Abstract

Smart contracts running on blockchains have emerged as an indispensable mechanism to enhance trust, security, transparency and traceability of data shared among critical distributed applications. Unfortunately, a smart contract deployed on a blockchain by itself is usually inadequate in maintaining data security and privacy because the data are replicated to all the nodes on the network. There has been some recent work that tries to tackle this privacy leakage issue in smart contract execution by integrating blockchains with hardware supported trusted execution environments(TEEs). Although TEEs ensure privacy to some extent, the smart contract execution can still be compromised if the developed code does not use the TEEs' capabilities correctly. One important security issue for leveraging TEEs in practice is the memory access pattern disclosure. Even though the TEEs encrypt all the memory content during the program execution, the memory access sequence can be observed by the malicious operating system, and can be used to infer sensitive information such as “who submitted the second highest bid to the auction?”. Hence, for enhanced security for TEE based applications, the memory access pattern leakage need to be addressed. Given these observations, an apparent question that comes to light is, how can we use TEEs correctly to enable efficient, privacy enhancing and secure applications? In this work, we address this challenge in the context of digital auctions.
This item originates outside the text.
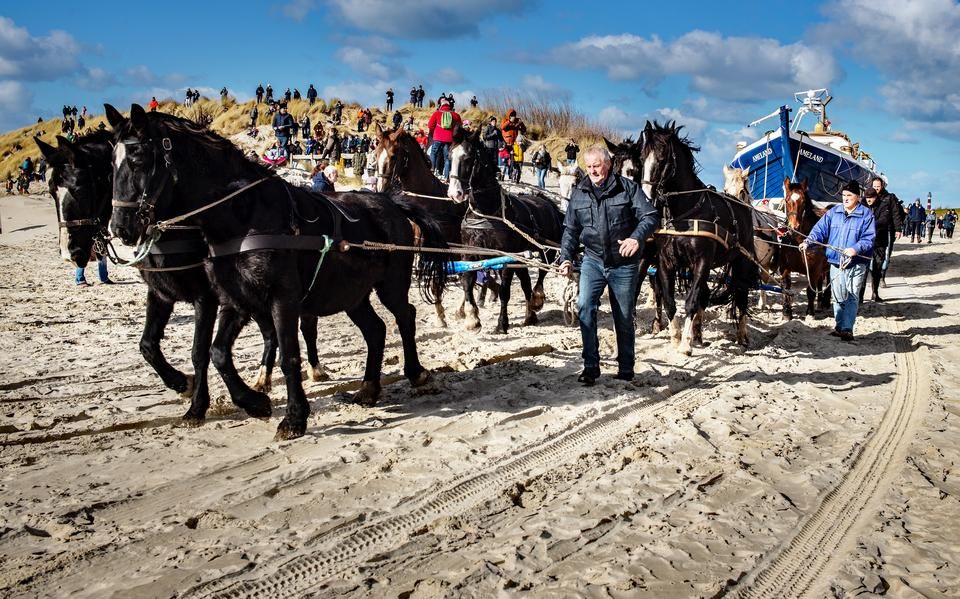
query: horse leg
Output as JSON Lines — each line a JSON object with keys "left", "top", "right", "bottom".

We develop a novel generic and secure framework that allow an auction smart contract to run inside secure enclaves over Intel SGX based TEEs on a blockchain. To our knowledge, this is the first work that provides access pattern leakage free TEE based secure auction smart contract deployment. We achieve this by implementing oblivious execution (i.e., no memory access pattern leakage) of both first price and second price sealed bid auctions as templates. Furthermore, we implement an end-to-end encryption service to keep the bids secure. Our empirical results and privacy analysis show that this architecture does not cause a significant impact to efficiency given the level of security achieved.